When organizations combine these “data enhancements” with their own data, they can create new business insights and improve their ML and AI models.

AtScale Customer Use Case

How to Create a Data Sharing Culture

There are a number of barriers to sharing data as you can see in the Gartner survey below.

Gartner Data Sharing Survey

Image 1: Gartner Data Sharing Survey

These barriers fall into 2 main categories: 

  1. Data Sharing Mindset
  2. Data Sharing Information infrastructure

The Data Sharing Mindset

There’s a natural tendency of most organizations to be fearful and suspicious of sharing data. IT has traditionally rabidly protected access to data for security, privacy and regulatory reasons. However, sharing data, whether it’s interdepartment, with strategic partners or with data marketplaces, is becoming a key capability for creating enterprise value. 
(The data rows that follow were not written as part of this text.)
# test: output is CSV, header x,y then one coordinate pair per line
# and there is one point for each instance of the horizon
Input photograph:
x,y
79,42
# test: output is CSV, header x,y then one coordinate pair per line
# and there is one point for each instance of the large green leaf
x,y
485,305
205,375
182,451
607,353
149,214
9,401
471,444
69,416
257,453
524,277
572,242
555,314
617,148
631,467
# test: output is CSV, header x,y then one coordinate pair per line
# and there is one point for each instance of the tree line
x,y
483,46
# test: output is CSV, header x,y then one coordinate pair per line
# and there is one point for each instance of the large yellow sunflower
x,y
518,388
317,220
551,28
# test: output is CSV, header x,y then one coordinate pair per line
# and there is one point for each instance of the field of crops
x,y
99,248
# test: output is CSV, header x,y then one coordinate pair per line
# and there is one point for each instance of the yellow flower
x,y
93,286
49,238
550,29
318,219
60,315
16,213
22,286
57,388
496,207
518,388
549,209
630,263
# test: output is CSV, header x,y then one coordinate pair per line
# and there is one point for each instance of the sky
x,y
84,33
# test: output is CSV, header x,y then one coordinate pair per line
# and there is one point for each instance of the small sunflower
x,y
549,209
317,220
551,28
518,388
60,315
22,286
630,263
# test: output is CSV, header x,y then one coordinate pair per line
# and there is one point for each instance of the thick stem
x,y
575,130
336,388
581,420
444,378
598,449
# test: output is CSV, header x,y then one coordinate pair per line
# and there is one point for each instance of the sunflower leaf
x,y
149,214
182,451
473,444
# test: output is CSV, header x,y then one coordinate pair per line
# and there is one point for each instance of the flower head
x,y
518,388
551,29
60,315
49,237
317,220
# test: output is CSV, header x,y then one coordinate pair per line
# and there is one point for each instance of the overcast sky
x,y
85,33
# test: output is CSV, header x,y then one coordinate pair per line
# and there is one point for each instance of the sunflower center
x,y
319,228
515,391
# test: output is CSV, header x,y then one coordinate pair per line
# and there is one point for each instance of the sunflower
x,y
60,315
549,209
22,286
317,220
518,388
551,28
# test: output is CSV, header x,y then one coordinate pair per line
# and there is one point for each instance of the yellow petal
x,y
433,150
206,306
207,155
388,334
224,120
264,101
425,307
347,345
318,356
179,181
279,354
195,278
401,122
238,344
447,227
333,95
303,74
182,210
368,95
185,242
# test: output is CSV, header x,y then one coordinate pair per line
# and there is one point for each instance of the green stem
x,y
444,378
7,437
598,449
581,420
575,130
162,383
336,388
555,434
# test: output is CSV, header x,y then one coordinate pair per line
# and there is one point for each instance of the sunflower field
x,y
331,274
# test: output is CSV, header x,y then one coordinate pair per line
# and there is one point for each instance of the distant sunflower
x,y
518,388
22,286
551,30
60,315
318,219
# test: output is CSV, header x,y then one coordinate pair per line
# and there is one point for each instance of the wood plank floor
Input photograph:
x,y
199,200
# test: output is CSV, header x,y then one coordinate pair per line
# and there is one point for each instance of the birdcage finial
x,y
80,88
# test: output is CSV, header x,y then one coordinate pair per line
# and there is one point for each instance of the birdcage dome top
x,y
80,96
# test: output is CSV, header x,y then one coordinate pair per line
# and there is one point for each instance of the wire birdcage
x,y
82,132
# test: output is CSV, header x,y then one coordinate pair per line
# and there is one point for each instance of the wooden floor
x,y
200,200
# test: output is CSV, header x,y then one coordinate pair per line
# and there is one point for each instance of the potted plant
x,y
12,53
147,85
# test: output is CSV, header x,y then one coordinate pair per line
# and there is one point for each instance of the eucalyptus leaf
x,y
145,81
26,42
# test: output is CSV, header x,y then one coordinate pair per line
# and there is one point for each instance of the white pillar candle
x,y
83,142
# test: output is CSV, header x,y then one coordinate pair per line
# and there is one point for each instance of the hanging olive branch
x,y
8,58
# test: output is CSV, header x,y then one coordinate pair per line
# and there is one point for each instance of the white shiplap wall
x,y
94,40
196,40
In order to break away from the tendency to protect data access at all costs, organizations must recast their data management practice from an IT function into a business function. By making data management a key business capability, enterprises can transition into what Gartner calls a “Must Share Data Unless” data sharing model. In other words, organizations should assume that every piece of data may be exposed to others,either internally or externally, so proper safeguards and processes need to be in place at data collection time. By creating a default, “share everything” mindset, the business can decide whether, what and when to share data to create a data agile enterprise.

The Data Sharing Information Architecture

The more obvious barrier to data sharing is a lack of technical infrastructure suitable for data sharing. For a successful data sharing strategy, it’s imperative to abstract away the physical location and format of enterprise data so that analytics consumers, internal and external, can access and blend data that spans across multiple business processes. There are several data integration strategies for accomplishing this feat from data virtualization to creating a centralized data warehouse. In either case, it’s essential to create a business-friendly semantic layer with integrated security and governance.

The diagram below illustrates how a universal semantic layer can be a fundamental building block to enabling all three methods of data sharing.

A Data Sharing Information Architecture

Image 2: A Data Sharing Information Architecture

Equally important is driving data literacy. Without a map to where the data is and what it means, it’s tough to share data with anyone. Tools like enterprise data catalogs can help drive data literacy by documenting data sets, standardizing on business terms and creating a centralized glossary. 

Taken together, a universal semantic layer backed by an enterprise data catalog can serve as the data sharing hub for the enterprise. With this single data control plane, data can be shared with the requisite controls in place to create the confidence and trust needed to drive a data sharing culture.

As you can see, data sharing can take many forms and the benefits are transformational. Whatever mode of data sharing makes sense for your organization, it’s imperative to create the right culture and infrastructure to support sharing. By treating data as a core asset and competitive differentiator, enterprises will not just survive, but thrive in difficult business environments like we witnessed with COVID-19.